Midwinter means I scatter crumpled tissues like misshapen snowballs everywhere I go.

Midwinter means the repetitive rhythm of wrapping paper, fold and crease and tape in place.

Midwinter means last summer's wood burning bright, a stand-in for the sun which will always return.


Once the leaves fall

I always forget that once the leaves fall, the trees reveal their elegant bones. So do the mountains. With branches bare, the contours of every hillside come clear. I can see houses, hills, horizon through what used to be a solid wall of leaves.

The hills take on their late-fall garb. Now they're turning a faded purplish-brown with patches of evergreen -- starting from the tops of the mountains, where the leaves are all already down.

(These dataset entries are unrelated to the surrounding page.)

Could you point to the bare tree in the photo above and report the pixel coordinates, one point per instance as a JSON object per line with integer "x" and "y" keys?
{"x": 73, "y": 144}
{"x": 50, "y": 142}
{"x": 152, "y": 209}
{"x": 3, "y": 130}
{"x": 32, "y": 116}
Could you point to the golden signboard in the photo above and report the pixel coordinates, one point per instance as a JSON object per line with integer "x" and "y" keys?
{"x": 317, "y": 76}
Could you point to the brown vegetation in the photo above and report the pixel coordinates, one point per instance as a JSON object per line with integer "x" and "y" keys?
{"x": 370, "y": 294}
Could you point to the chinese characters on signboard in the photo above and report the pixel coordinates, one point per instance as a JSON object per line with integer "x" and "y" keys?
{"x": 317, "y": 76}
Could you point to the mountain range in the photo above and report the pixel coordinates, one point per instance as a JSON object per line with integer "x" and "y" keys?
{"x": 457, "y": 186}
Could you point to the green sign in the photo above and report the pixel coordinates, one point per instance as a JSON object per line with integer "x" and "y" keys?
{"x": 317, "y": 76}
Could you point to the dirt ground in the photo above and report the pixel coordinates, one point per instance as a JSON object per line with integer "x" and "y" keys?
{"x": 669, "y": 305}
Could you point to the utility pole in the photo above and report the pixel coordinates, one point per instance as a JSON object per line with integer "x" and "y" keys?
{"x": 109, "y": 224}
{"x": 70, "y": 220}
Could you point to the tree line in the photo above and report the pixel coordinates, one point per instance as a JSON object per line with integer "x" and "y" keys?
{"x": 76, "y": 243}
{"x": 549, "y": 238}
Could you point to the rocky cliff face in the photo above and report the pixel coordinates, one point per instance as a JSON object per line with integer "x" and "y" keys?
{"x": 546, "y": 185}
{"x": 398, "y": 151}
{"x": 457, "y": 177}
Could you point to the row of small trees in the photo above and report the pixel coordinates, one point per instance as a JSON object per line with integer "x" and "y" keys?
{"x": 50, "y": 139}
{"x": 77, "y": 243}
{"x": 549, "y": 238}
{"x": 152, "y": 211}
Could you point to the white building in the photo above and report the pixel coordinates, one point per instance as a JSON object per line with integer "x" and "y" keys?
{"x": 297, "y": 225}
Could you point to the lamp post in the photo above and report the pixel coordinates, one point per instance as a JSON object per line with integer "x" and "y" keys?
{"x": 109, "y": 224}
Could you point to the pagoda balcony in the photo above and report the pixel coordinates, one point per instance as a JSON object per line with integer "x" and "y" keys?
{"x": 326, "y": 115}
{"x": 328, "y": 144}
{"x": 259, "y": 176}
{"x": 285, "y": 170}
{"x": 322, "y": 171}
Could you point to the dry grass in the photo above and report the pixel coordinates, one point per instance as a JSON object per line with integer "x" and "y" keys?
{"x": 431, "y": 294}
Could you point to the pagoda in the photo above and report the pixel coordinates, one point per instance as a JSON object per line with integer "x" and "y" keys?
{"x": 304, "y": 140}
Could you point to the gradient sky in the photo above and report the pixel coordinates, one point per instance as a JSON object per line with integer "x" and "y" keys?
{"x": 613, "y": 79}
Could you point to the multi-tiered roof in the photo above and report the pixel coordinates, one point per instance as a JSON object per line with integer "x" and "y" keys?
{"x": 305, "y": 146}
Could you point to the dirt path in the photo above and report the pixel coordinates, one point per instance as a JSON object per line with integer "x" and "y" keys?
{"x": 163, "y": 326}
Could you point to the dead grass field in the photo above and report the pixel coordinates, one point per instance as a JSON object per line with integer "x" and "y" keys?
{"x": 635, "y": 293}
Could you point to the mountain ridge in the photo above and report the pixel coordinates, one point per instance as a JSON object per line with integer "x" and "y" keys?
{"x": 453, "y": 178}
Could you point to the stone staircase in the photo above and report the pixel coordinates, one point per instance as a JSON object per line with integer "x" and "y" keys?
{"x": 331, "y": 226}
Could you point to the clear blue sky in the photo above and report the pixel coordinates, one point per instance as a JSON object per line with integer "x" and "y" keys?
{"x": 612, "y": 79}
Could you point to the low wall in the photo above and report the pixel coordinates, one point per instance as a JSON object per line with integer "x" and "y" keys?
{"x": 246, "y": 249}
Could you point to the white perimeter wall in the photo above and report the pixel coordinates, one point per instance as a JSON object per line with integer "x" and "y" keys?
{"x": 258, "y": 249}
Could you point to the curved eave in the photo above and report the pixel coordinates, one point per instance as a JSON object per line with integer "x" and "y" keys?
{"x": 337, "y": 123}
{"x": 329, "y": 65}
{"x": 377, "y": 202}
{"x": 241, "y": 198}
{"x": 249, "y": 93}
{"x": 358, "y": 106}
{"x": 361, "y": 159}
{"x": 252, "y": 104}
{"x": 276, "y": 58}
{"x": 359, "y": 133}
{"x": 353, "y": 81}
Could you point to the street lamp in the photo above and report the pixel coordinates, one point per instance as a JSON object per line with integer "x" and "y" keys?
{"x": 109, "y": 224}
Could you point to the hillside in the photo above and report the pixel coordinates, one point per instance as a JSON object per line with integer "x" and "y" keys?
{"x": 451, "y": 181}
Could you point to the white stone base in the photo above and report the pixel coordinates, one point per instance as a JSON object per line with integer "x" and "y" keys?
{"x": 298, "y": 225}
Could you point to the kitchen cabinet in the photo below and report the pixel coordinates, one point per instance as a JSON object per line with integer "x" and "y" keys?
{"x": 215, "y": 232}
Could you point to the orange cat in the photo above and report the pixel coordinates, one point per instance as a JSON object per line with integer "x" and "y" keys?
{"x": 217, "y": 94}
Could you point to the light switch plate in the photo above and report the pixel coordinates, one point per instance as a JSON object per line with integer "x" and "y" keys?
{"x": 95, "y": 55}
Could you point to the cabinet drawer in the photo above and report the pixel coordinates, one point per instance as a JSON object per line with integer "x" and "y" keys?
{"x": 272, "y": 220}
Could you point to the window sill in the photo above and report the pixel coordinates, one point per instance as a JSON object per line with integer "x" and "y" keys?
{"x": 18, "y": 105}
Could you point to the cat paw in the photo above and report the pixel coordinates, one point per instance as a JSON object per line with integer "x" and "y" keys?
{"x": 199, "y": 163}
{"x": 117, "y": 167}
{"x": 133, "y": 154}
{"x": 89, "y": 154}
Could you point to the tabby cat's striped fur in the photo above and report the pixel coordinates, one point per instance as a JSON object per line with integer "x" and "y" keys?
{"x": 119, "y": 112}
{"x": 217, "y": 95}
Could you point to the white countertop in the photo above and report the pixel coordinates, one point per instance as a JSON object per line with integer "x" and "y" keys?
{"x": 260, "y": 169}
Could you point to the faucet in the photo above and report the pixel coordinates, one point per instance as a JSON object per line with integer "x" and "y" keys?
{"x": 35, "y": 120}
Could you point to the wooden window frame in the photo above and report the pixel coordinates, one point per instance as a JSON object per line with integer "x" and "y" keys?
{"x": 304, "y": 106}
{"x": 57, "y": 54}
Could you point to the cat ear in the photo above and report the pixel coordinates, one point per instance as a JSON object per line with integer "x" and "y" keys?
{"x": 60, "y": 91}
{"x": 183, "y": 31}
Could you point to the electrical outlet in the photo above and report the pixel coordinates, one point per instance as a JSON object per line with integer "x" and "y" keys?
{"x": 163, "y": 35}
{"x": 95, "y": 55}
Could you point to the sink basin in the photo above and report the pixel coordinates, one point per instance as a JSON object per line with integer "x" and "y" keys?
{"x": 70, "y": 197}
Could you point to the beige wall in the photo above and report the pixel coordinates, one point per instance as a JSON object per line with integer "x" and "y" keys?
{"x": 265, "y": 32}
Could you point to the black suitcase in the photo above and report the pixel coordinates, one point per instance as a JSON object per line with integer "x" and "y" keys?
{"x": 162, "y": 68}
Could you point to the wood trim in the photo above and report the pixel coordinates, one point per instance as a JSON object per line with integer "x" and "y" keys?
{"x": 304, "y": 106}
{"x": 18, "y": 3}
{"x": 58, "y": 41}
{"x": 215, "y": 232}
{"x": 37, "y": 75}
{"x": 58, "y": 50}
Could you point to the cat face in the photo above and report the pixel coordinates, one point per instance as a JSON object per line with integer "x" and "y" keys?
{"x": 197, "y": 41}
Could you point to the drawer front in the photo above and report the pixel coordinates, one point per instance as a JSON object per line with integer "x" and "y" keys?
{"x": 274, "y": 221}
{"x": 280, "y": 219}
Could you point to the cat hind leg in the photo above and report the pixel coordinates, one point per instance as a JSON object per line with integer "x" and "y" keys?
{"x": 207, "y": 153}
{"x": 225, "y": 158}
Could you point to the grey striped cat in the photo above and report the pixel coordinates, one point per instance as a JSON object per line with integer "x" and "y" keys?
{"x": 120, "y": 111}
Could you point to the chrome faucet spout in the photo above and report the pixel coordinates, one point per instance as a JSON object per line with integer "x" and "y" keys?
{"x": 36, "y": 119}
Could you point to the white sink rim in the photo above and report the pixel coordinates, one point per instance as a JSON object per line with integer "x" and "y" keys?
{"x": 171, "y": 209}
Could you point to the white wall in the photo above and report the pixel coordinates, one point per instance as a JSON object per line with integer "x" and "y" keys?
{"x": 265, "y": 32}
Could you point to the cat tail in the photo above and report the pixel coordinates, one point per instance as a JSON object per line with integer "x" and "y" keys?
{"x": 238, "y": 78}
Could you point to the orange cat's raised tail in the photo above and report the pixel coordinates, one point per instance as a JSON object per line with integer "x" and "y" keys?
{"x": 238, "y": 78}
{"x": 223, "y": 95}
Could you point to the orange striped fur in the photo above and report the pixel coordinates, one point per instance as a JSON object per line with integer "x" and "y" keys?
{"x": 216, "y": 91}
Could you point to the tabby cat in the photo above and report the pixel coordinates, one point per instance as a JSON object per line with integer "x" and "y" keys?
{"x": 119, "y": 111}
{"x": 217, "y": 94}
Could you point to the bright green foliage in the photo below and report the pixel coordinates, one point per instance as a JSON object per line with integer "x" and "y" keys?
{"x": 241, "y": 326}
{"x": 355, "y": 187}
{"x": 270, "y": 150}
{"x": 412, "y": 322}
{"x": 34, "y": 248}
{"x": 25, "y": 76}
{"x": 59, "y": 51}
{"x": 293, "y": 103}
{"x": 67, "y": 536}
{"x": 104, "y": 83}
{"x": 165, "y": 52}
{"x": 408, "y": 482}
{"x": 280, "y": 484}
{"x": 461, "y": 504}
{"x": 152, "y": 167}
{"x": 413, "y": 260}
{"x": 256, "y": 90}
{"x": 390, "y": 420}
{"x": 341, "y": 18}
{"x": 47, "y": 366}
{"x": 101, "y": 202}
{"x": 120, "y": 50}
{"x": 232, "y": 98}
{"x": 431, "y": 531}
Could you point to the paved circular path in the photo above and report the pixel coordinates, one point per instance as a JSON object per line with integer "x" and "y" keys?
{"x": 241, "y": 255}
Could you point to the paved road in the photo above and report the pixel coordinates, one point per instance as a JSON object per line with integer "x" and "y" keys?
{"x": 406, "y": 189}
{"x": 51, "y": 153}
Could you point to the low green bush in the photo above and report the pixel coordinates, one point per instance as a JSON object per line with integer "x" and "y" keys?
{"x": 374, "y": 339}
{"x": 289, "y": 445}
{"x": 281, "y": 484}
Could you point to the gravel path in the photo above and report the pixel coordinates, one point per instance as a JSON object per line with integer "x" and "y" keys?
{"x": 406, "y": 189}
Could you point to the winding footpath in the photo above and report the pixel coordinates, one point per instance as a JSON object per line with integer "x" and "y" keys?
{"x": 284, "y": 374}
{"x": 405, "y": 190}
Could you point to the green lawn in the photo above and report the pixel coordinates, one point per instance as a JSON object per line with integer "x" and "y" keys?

These colors are comforting and gentle on the eyes.

The skies here have been overcast lately. I tell myself that they are pearlescent and dove-grey rather than gloomy. I think of how beautifully Dale writes about diffuse light, about light during rain, and resolve to savor these variegated clouds.

We're on the last week before the time change. Next Saturday night, while we are sleeping, our nation's clocks will shift backwards an hour. In early mornings, the time change is a mercy; our wakeup time won't be pitch-black anymore. (Not until midwinter, anyway.)

And early evenings...? That's the trade-off. We're heading toward the time of the year when it will be dark by the time we finish Hebrew school on Monday afternoons. Every summer I remember that fall and winter are like this, and I can't quite remember how it's bearable.

But this time of year has its beauty, too. There's one house on Route 7 which I pass on the way home from work every day which is already lighting an electric candle in every window at nightfall. Some mornings now when our son wakes me I get to see the sunrise.

And after twenty-odd years in New England I find that there's comfort in the turn of the seasons, the inevitable change in the mountains' everyday dress, the way that month leads on to month and the year unfolds exactly the way it always does, the way it should.

Sunrise


Fall's beauty

At this time of year I want to take photographs all the time. Everywhere I look, fall colors blaze. The hillsides are a slowly-shifting tweed of late-summer green, orange, yellow, rust, and bright flares of pure red. Every day the color balance is different. Every day the color balance is beautiful.

Bailey

When light shines through the trees everything looks golden. Against the backdrop of dark clouds, the colors pop. And I know that at any moment the winds or the rain could knock the leaves off the trees and reveal bare branches beneath. Part of what makes it so gorgeous is that we know it can't last.

Noppet

Fall highlights the reality that everything in the world is always changing. I want to capture the beauty as though I could keep it, hold on to it, save it for another day. And I can -- to an extent. I can photograph it and write about it and remember it. But I can only inhabit the now right now.

Cemetery

This is one of the lessons of Sukkot for me each year. The beauty around me is always changing. We build the sukkah and it is beautiful. We decorate it, and it is beautiful. And as soon as it's built, it starts to come apart, and that's beautiful too. The trick is learning how to see the beauty in its changes.

Field

The challenge is finding the beauty in what is -- whatever is. Saying thank-you to God for the radiant splendor of a northern Berkshire autumn -- and for the muted colors which will follow it. This moment is all there is, and it is always passing. And it is always right now. And it is always beautiful.